Letta, siccome fa meno paura perché meno ingombrante – viene commentato in Italia solo da Pd e dintorni. Eppure, anche la sua ricetta per potenziare il mercato unico europeo è necessaria all’Europa che nascerà dal voto del 9 giugno. Tanto che a Bruxelles i 27 ne hanno discusso ieri ben più del previsto, fino a pomeriggio inoltrato, in cerca di una sintesi. Di un compromesso. Il famoso numero 3. Von der Leyen ha promesso: “Le relazioni di Draghi e Letta ispireranno le linee guida del prossimo mandato”. Meloni ha esaltato il fatto che entrambi dicono che l’Europa “va cambiata”. Come se fosse una novità o il programma di una parte e non dell’altra. La premier ha elogiato il lavoro di Letta perché “ci sono spunti molto interessanti, che coincidono con l’azione di governo” ma un veloce fact-checking dimostrerebbe in fretta il contrario. “Siamo contenti che si parli di un italiano per ruoli di vertice. Ma parlare ora di Draghi è pura filosofia” ha tagliato corto. Se ne parla, e non da oggi, nei vertici e nei bilaterali europei, vietato farlo in Italia. Perché divide, perché parte il tifo da stadio. Soliti inutili giochi delle coppie. Che rifiutano il buon senso del numero 3. (da “Il Riformista” – Claudia Fusani)

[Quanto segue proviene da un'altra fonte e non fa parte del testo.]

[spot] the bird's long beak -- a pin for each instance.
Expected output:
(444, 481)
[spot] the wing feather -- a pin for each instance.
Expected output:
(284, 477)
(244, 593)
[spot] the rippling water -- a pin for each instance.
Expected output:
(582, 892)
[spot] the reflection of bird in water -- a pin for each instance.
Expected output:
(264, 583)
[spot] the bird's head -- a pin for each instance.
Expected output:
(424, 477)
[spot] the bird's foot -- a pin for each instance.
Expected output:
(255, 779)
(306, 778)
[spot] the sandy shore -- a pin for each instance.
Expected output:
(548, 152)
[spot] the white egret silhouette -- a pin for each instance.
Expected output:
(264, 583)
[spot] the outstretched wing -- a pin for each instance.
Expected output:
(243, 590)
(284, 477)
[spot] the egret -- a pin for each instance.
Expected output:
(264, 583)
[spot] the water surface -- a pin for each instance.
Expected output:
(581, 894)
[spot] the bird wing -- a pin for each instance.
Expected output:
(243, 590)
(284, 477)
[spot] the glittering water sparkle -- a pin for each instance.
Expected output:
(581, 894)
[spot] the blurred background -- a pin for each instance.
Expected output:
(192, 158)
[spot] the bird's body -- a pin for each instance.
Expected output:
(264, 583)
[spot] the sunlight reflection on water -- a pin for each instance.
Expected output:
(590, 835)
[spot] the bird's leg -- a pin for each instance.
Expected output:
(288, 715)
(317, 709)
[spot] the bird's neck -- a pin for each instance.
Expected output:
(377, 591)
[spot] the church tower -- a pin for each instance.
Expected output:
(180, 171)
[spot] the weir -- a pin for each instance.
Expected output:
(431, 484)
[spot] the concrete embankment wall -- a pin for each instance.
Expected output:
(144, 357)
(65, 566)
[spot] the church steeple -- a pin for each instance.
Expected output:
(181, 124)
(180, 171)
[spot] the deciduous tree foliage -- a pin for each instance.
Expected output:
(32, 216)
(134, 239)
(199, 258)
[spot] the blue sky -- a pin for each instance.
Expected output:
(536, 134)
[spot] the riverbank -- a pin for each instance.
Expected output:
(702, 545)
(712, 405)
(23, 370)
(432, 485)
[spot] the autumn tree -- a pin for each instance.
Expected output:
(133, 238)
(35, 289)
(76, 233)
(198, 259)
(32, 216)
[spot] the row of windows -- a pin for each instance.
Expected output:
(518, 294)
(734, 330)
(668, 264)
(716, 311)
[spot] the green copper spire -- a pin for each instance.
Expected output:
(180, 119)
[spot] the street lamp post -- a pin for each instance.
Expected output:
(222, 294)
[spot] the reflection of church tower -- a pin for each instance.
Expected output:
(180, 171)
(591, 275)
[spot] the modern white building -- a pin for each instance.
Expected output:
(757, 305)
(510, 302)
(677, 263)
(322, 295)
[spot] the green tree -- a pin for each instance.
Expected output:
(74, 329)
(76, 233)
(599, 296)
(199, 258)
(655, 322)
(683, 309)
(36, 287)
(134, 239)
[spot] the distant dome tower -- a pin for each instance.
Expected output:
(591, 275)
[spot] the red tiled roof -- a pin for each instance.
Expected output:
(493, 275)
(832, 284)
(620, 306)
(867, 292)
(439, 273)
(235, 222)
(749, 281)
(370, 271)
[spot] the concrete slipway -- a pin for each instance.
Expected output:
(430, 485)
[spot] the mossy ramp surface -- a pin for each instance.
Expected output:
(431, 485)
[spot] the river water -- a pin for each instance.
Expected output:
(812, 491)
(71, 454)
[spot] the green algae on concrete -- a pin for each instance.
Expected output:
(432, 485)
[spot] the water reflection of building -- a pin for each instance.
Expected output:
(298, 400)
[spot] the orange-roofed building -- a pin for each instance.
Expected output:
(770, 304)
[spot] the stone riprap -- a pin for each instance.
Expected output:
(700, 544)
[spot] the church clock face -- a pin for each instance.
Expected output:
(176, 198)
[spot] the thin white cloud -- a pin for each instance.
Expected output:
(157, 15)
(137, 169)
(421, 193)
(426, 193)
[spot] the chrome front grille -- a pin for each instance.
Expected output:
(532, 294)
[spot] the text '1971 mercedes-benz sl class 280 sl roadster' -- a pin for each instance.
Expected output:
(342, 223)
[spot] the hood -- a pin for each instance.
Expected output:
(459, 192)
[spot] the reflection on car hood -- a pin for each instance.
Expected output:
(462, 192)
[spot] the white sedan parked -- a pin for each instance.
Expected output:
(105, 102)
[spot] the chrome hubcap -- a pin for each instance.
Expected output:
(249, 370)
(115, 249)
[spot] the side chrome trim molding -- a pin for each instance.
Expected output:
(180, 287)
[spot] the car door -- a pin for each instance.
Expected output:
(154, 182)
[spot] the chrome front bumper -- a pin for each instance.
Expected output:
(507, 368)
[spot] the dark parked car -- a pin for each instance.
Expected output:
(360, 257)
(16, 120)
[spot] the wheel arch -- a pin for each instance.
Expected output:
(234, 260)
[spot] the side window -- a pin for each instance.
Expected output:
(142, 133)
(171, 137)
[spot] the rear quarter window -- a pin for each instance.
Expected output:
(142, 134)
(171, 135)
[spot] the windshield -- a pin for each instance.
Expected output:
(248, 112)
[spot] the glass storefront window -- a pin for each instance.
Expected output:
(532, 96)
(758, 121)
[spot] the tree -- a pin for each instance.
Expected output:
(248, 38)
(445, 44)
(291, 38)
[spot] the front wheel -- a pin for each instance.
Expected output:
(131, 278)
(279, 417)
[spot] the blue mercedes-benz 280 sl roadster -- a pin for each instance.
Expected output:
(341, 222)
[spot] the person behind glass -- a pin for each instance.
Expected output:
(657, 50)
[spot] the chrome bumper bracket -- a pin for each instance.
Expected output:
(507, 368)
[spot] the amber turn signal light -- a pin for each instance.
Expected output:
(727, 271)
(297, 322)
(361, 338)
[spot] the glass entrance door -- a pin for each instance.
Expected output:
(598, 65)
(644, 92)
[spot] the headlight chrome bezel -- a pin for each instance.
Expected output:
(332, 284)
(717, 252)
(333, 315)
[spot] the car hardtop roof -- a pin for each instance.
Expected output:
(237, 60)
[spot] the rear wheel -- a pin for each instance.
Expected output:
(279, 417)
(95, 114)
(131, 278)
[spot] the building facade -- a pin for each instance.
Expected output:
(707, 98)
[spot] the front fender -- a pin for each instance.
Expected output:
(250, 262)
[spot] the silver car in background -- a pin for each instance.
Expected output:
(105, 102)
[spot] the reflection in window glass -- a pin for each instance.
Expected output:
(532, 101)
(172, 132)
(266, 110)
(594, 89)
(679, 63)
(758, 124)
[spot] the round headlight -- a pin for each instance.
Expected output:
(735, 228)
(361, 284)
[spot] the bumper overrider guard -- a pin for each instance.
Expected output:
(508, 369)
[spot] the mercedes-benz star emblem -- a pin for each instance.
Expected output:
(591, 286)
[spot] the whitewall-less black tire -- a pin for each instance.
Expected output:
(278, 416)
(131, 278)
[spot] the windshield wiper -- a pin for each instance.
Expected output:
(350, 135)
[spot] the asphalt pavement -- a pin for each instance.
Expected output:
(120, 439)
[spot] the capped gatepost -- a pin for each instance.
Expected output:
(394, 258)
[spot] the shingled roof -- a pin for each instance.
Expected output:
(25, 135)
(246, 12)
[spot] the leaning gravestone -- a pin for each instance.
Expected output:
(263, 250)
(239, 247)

Invece di essere non dico onorati ma almeno interessati, le forze (meglio dire le debolezze) politiche italiane fanno orecchie da mercante a chi tira in ballo due personaggi come Mario Draghi ed Enrico Letta. Non ho idea dove voglia parare Ursula von der Leyen, chiamando in causa Draghi e Letta: non so se voglia neutralizzarne prematuramente le eventuali velleità oppure collocarli nel suo pensatoio in vista di una riconferma alla guida della Commissione europea. Fatto sta che “nemo propheta in patria”. Draghi è stato a suo tempo giubilato dai partiti italiani in quanto temevano che potesse rovinare il loro già pessimo incipit politico. Letta era stato chiamato dal Partito Democratico non si è mai capito bene il perché, forse per coprire gli altarini con il suo innegabile prestigio: operazione fallita.

Sono entrambi due panchinari di lusso, soprattutto Draghi. Ursula ha detto loro di svestire la tuta e di iniziare a scaldarsi? È bastato per impensierire la destra e la sinistra: per cortesia non disturbiamo i manovratori. Giorgia Meloni vuol consolidare il suo protagonismo internazionale e non vuole certo fra i piedi un personaggio come Draghi. Salvini deve salvare la faccia e magari teme che Giorgetti possa ricominciare a sentire le sirene draghiane. I democratici si arrovellano nel dualismo PD-Cinque stelle: Draghi e Letta metterebbero a nudo la loro inconsistenza leaderistica e programmatica. Su tutti incombe la questione morale e guai se dovesse spuntare qualche personaggio in grado di voltare pagina.

Probabilmente qualcuno avrà telefonato alla Von Der Leyen dicendo: “Ma cosa ti sta frullando nel cervello? Lascia perdere e soprattutto lasciaci in pace!  Ne parleremo dopo le elezioni, adesso per cortesia non romperci i coglioni. Lascia che gli italiani votino sulle nostre bagatelle che con l’Europa c’entrano come i cavoli a merenda; non scompigliare le carte in tavola”. A pensar male si fa peccato, ma ci si azzecca sempre.